9. A method for preparing a polypeptide having phosphoribosyl pyrophosphate synthase protein 11 activity, characterized in that the method comprises:

 (a) culturing the engineered host cell according to claim 8 under the condition of expressing phosphoribosyl pyrophosphate synthase protein 11;

 (b) Isolating a polypeptide having phosphoribosyl pyrophosphate synthase protein 11 activity from the culture.

 10. An antibody capable of binding to a polypeptide, characterized in that said antibody is an antibody capable of specifically binding to a phosphoribosyl pyrophosphate synthase protein 11.

11. A class of compounds that mimic or regulate the activity or expression of a polypeptide, characterized in that they are compounds that mimic, promote, antagonize or inhibit the activity of phosphoribosyl pyrophosphate synthase protein 11.

12. The compound according to claim 11, characterized in that it is an antisense sequence of a polynucleotide sequence or a fragment thereof as shown in SEQ ID NO: 1.

 13. The use of the compound according to claim 11, characterized in that the compound is used for a method for regulating the activity of phosphoribosyl pyrophosphate synthase protein 11 in vivo and in vitro.

 14. A method for detecting a disease or susceptibility to a disease associated with a polypeptide according to any one of claims 1-3, characterized in that it comprises detecting the expression level of the polypeptide, or detecting the activity of the polypeptide Or detecting a nucleotide variation in a polynucleotide that causes abnormal expression or activity of the polypeptide.

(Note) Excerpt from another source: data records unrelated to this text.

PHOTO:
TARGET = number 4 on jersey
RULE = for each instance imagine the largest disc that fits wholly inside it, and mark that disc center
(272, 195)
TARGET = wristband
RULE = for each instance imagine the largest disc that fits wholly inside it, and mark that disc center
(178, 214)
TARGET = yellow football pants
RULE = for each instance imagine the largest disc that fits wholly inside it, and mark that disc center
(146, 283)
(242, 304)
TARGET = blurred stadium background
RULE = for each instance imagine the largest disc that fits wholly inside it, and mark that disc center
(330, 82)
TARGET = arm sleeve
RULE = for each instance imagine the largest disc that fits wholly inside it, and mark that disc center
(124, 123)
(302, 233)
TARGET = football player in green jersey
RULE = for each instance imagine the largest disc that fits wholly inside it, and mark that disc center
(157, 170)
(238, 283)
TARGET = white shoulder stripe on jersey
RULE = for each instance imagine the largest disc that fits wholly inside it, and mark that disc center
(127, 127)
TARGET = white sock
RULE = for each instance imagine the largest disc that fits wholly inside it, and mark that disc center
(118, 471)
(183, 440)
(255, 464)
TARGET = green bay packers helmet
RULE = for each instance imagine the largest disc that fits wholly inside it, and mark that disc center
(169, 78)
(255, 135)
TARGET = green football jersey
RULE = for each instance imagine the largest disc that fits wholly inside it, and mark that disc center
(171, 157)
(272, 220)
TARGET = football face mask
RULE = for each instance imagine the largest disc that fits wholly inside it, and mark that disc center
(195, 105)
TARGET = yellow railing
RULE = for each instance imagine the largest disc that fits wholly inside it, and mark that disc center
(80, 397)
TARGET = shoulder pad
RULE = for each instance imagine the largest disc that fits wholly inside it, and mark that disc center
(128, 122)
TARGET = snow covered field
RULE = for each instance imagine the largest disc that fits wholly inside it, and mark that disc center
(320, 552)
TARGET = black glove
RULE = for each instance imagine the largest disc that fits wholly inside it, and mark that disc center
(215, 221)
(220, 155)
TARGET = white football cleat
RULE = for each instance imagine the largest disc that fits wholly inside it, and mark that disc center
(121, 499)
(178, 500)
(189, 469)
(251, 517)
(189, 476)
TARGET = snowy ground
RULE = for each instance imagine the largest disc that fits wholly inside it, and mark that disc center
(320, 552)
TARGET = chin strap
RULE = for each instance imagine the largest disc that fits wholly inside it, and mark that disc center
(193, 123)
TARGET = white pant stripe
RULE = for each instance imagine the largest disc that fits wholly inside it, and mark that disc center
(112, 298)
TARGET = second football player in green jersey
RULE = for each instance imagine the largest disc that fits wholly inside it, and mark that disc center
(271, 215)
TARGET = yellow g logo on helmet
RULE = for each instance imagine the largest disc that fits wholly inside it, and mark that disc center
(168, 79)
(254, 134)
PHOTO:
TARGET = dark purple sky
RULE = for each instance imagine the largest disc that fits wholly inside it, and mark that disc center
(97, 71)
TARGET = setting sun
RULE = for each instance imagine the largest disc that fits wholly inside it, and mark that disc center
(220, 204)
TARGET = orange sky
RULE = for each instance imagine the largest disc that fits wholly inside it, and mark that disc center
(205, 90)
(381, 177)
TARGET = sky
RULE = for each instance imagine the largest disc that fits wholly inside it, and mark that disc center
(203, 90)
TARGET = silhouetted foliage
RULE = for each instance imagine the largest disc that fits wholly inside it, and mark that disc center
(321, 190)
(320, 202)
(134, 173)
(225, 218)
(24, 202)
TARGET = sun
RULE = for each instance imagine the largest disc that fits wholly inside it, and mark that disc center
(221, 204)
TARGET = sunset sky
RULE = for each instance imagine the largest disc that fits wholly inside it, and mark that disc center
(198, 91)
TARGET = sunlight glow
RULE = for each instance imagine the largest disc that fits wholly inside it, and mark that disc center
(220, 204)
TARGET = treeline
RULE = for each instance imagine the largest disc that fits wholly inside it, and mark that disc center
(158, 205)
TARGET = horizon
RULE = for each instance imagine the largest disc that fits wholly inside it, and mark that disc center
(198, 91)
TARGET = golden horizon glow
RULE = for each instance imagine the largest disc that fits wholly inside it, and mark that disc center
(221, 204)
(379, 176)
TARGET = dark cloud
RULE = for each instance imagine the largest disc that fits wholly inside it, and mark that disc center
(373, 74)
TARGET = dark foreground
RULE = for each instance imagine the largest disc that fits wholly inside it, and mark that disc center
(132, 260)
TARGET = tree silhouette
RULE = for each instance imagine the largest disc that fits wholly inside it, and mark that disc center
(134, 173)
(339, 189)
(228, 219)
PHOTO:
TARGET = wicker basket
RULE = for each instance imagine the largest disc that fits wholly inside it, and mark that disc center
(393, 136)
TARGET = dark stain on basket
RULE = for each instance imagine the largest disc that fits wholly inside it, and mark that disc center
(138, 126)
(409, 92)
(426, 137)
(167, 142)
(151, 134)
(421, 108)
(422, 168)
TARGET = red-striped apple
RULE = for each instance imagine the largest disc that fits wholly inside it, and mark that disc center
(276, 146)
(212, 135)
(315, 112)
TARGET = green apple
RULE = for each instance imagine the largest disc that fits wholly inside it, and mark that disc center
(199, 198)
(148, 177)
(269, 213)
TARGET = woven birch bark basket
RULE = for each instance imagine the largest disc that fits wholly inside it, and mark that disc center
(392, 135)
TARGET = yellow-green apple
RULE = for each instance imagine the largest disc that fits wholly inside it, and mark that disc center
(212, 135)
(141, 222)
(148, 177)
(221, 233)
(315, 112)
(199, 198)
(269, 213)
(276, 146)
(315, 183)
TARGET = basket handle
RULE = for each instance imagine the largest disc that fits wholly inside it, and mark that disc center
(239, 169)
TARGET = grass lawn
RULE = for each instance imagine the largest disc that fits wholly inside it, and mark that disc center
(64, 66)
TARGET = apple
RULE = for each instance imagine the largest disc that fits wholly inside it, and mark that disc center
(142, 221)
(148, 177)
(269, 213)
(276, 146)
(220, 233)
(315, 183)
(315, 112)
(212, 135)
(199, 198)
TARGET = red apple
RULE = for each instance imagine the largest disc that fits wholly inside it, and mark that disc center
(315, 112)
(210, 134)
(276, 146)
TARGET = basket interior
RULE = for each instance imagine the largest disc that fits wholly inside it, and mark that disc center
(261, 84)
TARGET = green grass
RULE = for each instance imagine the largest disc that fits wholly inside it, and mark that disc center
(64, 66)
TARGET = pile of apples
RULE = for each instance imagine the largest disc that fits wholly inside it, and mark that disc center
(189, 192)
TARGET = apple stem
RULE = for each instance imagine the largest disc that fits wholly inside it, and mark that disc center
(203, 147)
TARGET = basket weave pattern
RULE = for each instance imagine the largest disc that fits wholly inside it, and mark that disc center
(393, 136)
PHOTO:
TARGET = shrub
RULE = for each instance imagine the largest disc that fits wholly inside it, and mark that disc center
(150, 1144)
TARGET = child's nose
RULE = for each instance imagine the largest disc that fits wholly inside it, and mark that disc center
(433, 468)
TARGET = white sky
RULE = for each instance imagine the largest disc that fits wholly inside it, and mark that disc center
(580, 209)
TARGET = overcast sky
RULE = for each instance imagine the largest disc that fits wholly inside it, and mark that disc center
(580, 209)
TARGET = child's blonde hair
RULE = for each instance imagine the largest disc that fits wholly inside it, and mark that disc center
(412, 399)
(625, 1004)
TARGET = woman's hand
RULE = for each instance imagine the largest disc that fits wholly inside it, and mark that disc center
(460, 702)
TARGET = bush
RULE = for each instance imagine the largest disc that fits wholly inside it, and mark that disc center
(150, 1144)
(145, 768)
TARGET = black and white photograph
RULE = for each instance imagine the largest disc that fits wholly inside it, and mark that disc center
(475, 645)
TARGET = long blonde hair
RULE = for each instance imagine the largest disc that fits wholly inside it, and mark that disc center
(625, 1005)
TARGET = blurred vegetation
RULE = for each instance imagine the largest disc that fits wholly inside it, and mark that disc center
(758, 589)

 15. Use of a polypeptide according to any one of claims 1-3, characterized in that it is used for screening mimetics, agonists, antagonists or inhibitors of phosphoribosyl pyrophosphate synthase protein 11; or Identification of peptide fingerprints.

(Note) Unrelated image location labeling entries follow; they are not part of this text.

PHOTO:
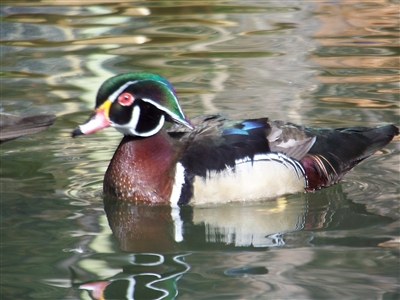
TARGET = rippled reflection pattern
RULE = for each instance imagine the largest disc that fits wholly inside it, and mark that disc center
(309, 62)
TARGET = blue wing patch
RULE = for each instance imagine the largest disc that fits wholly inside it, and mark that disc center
(233, 130)
(252, 124)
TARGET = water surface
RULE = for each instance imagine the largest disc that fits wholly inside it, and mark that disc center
(320, 64)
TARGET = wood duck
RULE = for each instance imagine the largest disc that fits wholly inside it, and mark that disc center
(213, 159)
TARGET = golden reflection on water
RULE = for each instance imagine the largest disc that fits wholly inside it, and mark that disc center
(357, 102)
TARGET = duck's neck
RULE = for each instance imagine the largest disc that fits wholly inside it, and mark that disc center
(142, 169)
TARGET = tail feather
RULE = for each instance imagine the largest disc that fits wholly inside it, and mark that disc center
(337, 151)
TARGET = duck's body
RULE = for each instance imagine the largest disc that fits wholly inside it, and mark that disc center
(212, 159)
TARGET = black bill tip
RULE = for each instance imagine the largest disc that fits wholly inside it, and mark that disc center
(77, 131)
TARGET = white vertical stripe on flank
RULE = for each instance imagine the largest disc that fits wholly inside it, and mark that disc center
(174, 199)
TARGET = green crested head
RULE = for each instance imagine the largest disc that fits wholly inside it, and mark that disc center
(136, 104)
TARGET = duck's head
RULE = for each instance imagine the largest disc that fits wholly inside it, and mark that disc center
(136, 104)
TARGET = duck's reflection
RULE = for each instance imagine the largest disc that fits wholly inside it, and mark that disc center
(159, 235)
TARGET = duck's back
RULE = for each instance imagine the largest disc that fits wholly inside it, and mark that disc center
(259, 158)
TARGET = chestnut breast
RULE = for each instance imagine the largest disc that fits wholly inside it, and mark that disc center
(142, 169)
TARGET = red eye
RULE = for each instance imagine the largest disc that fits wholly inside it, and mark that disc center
(125, 99)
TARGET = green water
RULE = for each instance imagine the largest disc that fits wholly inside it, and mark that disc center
(312, 63)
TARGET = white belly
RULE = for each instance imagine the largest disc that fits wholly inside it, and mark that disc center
(271, 175)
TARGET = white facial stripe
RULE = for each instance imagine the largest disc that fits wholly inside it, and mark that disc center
(115, 95)
(155, 130)
(130, 128)
(160, 107)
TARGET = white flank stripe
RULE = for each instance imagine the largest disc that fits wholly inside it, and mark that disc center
(175, 195)
(264, 176)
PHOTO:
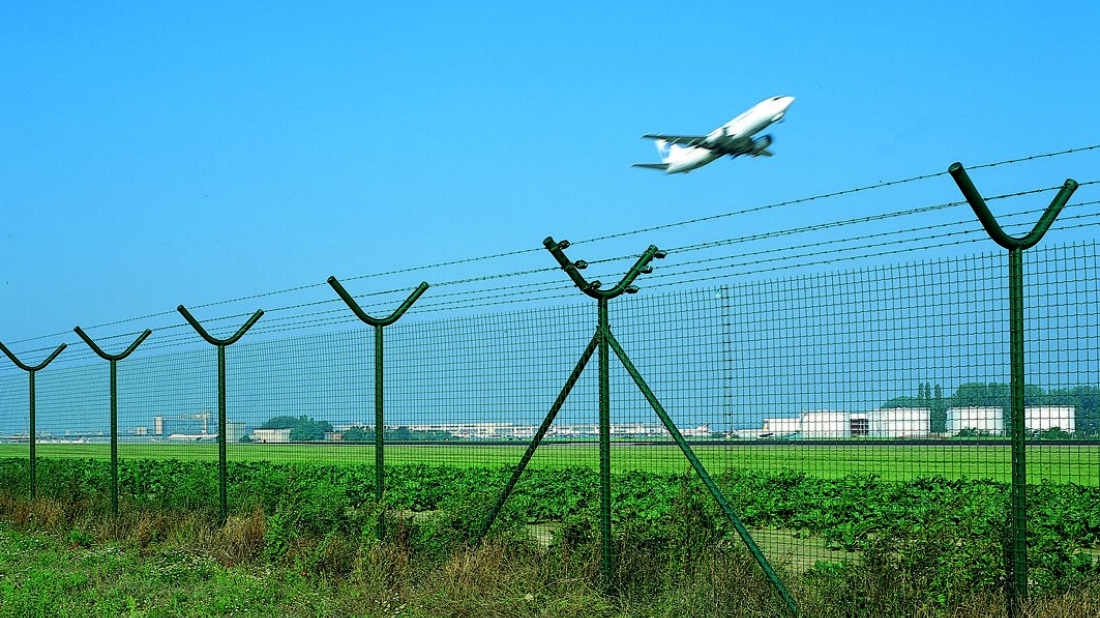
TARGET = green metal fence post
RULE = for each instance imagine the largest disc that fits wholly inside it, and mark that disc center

 * 16. The use of a nucleic acid molecule according to any one of claims 4-6, characterized in that it is used as a primer for a nucleic acid amplification reaction, or as a probe for a hybridization reaction, or for producing a gene Chip or microarray.

 17. Use of a polypeptide, polynucleotide or compound according to any one of claims 1-6 and 11, characterized in that said polypeptide, polynucleotide or mimetic, agonist, antagonist is used Or the inhibitor is composed of a safe and effective dose with a pharmaceutically acceptable carrier as a pharmaceutical composition for diagnosing or treating a disease associated with abnormality of phosphoribosyl pyrophosphate synthase protein 11.

 18. The use of a polypeptide, polynucleotide or compound according to any one of claims 1-6 and 11, characterized in that the polypeptide, polynucleotide or compound is used for preparing for treating malignant tumors, blood, etc. Disease, HIV infection and immune diseases and drugs of various inflammations.